Casolari rigetta al mittente le critiche degli ultimi giorni: «Abbiamo invocato più forze dell'ordine sul territorio in particolare nelle ore serali e tutti i meranesi hanno potuto notare che ad esempio in piazza Teatro, dopo le nostre richieste al Governo ora nel weekend stazionano o i Carabinieri o la Polizia di Stato al fine di garantire sicurezza alla nostra città. Dall'altra parte, la nostra Polizia locale, aumentata di organico, è responsabile della sicurezza anche per i Comuni limitrofi. In questo senso, il controllo da parte dei nostri agenti di un territorio più vasto rispetto alla nostra città è funzionale alla sicurezza dei meranesi ma chiaramente ci impone un lavoro di organizzazione più complesso».

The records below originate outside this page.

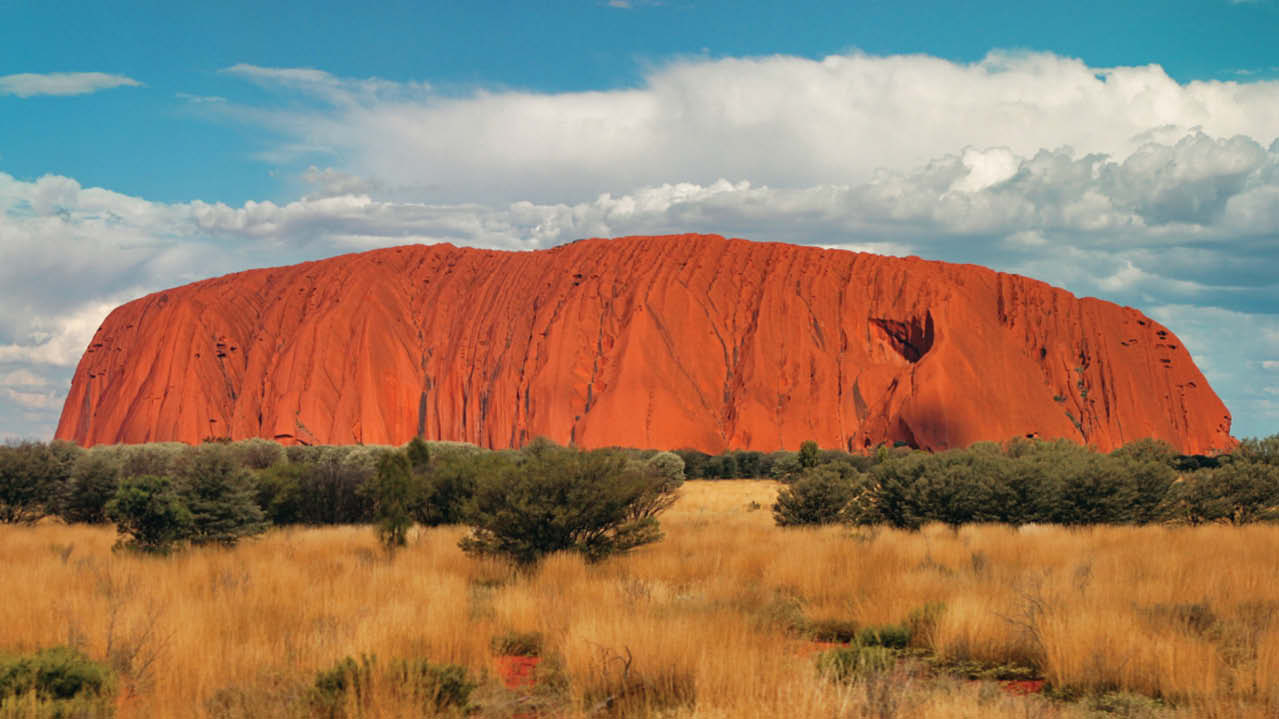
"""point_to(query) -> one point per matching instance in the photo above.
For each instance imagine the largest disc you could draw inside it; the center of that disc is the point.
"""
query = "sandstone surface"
(658, 342)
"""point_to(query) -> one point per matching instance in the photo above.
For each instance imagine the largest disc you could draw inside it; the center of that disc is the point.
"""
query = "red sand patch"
(517, 672)
(1022, 687)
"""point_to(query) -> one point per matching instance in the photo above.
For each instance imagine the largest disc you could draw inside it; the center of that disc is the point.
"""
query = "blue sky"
(1121, 150)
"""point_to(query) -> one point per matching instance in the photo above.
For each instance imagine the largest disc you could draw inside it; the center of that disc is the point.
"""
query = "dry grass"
(693, 626)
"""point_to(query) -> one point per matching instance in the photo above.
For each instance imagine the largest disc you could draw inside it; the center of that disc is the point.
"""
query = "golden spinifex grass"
(692, 626)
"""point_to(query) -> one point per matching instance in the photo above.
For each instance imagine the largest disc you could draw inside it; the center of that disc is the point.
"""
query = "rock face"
(658, 342)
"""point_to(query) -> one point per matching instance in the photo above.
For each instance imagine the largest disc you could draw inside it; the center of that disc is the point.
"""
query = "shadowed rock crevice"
(911, 338)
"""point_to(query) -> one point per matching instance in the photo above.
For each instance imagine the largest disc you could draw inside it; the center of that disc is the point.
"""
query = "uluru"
(655, 342)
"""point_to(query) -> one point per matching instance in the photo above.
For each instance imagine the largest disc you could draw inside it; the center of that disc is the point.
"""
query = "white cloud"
(23, 379)
(779, 120)
(33, 399)
(1127, 186)
(28, 85)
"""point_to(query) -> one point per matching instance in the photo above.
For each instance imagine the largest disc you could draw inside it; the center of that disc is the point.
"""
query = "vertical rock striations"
(661, 342)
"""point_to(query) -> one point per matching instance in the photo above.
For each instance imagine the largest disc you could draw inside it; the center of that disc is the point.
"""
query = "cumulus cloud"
(33, 399)
(28, 85)
(778, 120)
(1112, 182)
(1161, 227)
(22, 379)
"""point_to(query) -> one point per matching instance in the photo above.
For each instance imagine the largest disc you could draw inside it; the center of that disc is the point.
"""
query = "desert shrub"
(432, 687)
(892, 636)
(330, 485)
(555, 499)
(810, 454)
(64, 681)
(855, 662)
(1147, 450)
(1095, 491)
(450, 482)
(257, 453)
(33, 479)
(278, 493)
(343, 685)
(785, 466)
(440, 687)
(155, 459)
(394, 493)
(149, 514)
(831, 630)
(92, 484)
(720, 467)
(518, 644)
(922, 621)
(216, 491)
(666, 465)
(695, 462)
(1263, 450)
(1238, 491)
(418, 456)
(615, 687)
(820, 497)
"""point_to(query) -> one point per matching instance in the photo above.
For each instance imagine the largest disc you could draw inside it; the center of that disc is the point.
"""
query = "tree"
(150, 513)
(218, 494)
(819, 497)
(418, 456)
(92, 484)
(808, 454)
(1238, 493)
(33, 479)
(557, 499)
(394, 493)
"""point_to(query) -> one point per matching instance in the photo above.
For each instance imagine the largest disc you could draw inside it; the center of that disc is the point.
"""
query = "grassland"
(705, 623)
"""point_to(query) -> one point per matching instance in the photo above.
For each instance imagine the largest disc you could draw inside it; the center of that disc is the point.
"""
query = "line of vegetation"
(519, 504)
(523, 504)
(1031, 481)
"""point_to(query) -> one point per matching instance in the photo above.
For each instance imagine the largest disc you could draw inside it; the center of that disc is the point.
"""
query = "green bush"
(892, 636)
(394, 493)
(54, 674)
(149, 514)
(1239, 491)
(434, 687)
(820, 497)
(440, 687)
(92, 484)
(449, 482)
(218, 493)
(278, 493)
(33, 479)
(518, 644)
(831, 630)
(557, 499)
(856, 662)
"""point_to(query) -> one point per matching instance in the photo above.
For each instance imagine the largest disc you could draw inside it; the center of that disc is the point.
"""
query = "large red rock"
(659, 342)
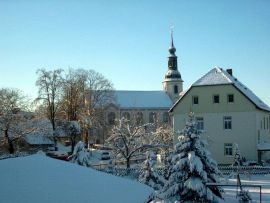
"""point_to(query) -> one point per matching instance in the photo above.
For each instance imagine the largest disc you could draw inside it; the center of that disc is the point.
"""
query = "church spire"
(173, 83)
(172, 49)
(172, 62)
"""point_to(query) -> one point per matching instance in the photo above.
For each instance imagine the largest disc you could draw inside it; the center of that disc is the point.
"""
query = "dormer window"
(230, 98)
(175, 89)
(216, 99)
(195, 100)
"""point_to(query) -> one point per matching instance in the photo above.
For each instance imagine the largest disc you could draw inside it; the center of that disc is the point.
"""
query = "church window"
(152, 117)
(165, 117)
(230, 98)
(195, 100)
(228, 149)
(216, 99)
(139, 118)
(200, 123)
(111, 118)
(175, 89)
(126, 115)
(227, 122)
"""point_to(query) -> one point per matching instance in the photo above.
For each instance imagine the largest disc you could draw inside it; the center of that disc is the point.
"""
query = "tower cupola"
(173, 83)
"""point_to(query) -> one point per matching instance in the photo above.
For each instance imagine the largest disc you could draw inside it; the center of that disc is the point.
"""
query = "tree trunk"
(10, 143)
(128, 162)
(72, 140)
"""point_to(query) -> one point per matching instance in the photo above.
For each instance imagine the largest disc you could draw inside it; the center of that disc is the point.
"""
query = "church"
(149, 106)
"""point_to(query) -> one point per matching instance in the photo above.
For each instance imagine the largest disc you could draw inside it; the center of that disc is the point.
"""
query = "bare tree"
(99, 94)
(50, 89)
(15, 120)
(86, 93)
(127, 139)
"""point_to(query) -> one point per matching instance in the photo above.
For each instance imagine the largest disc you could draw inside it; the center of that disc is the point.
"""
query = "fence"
(254, 170)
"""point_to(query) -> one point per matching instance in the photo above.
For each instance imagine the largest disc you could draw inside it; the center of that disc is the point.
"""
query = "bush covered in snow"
(148, 174)
(192, 169)
(80, 155)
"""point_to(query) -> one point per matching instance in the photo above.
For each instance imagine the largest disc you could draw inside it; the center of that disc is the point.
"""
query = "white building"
(228, 112)
(146, 106)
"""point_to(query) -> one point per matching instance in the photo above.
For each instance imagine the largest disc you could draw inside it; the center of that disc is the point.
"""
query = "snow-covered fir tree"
(148, 174)
(80, 155)
(192, 169)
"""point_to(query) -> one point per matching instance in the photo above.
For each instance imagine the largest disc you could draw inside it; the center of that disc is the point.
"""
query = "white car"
(105, 155)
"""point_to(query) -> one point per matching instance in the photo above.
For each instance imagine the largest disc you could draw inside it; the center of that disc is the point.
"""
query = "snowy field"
(38, 178)
(263, 180)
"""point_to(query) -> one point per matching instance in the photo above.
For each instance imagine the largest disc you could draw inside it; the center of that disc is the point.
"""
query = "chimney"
(229, 71)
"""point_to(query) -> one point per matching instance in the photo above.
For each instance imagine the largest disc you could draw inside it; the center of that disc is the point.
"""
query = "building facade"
(148, 106)
(227, 112)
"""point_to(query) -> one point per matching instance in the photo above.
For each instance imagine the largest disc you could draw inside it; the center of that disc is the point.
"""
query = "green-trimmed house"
(228, 112)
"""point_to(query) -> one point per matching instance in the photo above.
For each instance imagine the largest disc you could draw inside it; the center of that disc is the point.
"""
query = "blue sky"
(127, 41)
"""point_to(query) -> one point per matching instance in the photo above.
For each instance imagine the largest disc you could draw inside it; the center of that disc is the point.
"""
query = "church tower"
(173, 83)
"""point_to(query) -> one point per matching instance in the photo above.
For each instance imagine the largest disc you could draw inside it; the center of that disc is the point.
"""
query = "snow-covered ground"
(38, 178)
(263, 180)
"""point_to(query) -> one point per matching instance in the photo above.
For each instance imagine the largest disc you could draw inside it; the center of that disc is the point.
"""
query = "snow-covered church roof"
(142, 99)
(219, 76)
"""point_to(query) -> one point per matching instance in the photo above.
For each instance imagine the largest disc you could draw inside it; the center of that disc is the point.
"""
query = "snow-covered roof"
(218, 76)
(38, 140)
(142, 99)
(263, 146)
(38, 178)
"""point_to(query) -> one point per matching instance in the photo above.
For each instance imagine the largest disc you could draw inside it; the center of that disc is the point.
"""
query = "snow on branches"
(127, 139)
(192, 169)
(148, 174)
(80, 155)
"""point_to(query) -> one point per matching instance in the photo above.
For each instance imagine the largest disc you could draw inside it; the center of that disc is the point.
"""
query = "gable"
(219, 77)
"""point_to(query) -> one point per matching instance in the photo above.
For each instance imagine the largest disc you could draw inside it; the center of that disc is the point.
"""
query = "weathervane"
(172, 29)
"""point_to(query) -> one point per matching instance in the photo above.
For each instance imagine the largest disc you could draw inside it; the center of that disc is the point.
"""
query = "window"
(230, 98)
(175, 89)
(126, 115)
(216, 99)
(111, 118)
(227, 121)
(195, 100)
(139, 118)
(228, 149)
(200, 125)
(152, 117)
(165, 117)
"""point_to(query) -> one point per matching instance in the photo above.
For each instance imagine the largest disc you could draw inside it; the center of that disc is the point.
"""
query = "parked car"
(105, 155)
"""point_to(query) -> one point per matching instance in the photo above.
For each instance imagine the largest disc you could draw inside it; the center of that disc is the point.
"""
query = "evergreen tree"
(148, 175)
(192, 168)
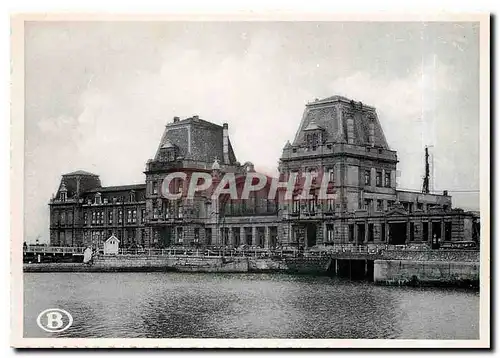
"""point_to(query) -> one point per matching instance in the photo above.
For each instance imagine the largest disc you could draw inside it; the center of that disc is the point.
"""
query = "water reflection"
(163, 305)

L'Esercito a presidiare la città.
Proprio in questi giorni, invece, è stato siglato un accordo che prevede l'arrivo di una pattuglia dell'Esercito in città. Spiega Zaccaria: «Con la sigla del protocollo d'intesa sul controllo di vicinato il prefetto Vito Cusumano ci ha comunicato di avere accolto la nostra richiesta di attivazione della operazione 'Strade Sicure' anche a Merano. Anche questo è un successo della nostra amministrazione e della tenacia con la quale il sindaco ha lavorato in silenzio ma sempre per i cittadini», precisa l'assessore comunale nonché leader di Alleanza per Merano.

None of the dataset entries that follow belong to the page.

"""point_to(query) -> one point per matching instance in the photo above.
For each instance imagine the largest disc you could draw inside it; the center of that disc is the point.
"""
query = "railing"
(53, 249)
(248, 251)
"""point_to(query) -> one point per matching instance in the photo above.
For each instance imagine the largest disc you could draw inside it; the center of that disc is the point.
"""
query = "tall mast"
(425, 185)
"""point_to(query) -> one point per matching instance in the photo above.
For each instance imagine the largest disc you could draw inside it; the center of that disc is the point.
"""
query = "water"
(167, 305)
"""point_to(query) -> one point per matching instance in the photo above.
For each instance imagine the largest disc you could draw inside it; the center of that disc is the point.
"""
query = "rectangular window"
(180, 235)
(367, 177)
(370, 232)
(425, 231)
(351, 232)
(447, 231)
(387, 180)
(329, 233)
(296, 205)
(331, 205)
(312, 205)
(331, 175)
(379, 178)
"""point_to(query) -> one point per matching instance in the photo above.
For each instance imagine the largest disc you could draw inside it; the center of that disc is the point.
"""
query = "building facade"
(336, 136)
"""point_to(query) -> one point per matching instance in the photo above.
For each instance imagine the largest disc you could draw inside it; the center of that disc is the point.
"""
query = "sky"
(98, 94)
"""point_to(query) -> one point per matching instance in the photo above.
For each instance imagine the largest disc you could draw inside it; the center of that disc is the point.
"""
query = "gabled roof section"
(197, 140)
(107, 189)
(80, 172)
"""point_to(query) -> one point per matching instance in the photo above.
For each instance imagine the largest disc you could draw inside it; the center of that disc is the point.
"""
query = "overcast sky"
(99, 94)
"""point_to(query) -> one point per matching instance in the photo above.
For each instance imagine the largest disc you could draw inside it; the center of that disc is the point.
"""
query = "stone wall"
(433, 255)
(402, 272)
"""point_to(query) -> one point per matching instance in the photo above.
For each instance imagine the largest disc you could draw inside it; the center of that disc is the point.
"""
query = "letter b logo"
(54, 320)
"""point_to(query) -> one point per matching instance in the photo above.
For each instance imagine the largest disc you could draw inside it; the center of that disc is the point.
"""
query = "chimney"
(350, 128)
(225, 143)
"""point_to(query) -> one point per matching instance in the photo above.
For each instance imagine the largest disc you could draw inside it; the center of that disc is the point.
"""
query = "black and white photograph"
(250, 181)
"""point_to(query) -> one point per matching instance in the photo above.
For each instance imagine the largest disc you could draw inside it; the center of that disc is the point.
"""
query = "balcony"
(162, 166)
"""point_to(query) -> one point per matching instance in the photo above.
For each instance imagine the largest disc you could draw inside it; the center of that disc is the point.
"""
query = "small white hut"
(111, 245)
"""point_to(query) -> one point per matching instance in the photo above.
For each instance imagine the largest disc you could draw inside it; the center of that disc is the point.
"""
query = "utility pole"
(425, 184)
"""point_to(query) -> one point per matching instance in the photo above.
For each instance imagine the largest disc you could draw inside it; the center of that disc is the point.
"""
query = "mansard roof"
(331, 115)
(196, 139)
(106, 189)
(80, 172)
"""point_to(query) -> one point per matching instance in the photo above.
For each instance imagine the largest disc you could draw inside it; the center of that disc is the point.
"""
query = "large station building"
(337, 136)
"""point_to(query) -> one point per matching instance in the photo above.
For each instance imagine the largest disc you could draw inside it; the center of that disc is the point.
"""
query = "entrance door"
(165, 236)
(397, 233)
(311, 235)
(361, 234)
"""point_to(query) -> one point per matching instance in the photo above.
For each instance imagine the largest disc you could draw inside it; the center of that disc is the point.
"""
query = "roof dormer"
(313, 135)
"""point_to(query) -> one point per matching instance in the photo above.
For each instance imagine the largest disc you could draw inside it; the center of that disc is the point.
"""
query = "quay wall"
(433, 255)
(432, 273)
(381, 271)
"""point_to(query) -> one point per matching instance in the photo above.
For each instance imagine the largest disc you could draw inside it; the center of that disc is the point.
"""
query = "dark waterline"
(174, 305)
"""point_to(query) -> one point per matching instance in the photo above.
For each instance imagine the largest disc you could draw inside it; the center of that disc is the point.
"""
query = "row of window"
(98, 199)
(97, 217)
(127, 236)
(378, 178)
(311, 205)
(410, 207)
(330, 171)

Controllo di vicinato, si parte dai quartieri: «La regia in mano alle forze dell'ordine».
Merano lo attiverà in un quartiere pilota: «Leggo interpretazioni assurde - sottolinea Zaccaria - sul controllo di vicinato anche da chi sedeva in giunta con me la passata legislatura quando abbiamo lanciato l'idea per la nostra città». Di cosa si tratta in concreto? «Semplicemente si istituzionalizza, proprio per evitare derive personalistiche, il senso civico già presente tra la popolazione meranese della quale noi abbiamo piena fiducia, a differenza di chi sostiene il contrario. Chi critica il controllo di vicinato senza conoscerne i dettagli sono certo non avrebbe piacere di sapere che magari un furto subito sarebbe stato sventato se un vicino avesse segnalato precedentemente il pericolo».

«Nello specifico, non ci sarà alcuna delega della sicurezza ai cittadini, come erroneamente qualcuno vorrebbe far intendere, perché saranno sempre gli operatori di polizia a dover intervenire, i cittadini non potranno mai fare indagini e non potranno intromettersi nella sfera privata altrui. Ci sarà un coordinatore di quartiere, probabilmente un ex appartenente alle forze dell'ordine, che fungerà da anello di congiunzione tra le forze dell'ordine e un gruppo di controllo ben formato. Solo il coordinatore potrà interfacciarsi con le forze dell'ordine, in modo da ridurre a zero ogni possibile intrusione nella vita delle persone. Quindi, se qualcuno vuole attaccare il sindaco e criticare questa misura che per noi eleva la sicurezza dei nostri cittadini, è pregato di attenersi a quello che il controllo di vicinato è, così come applicato in 500 Comuni italiani, non a quello che si immagina possa essere questa misura, secondo valutazioni fantasiose e prive di verità», alza il tono Zaccaria.

Conclude, poi, Andrea Casolari: «Il nostro obiettivo principale è quello di garantire sicurezza ai cittadini utilizzando tutti gli strumenti che la legge mette a disposizione e facendo pressione sul Governo centrale affinché a Merano arrivino nuove risorse».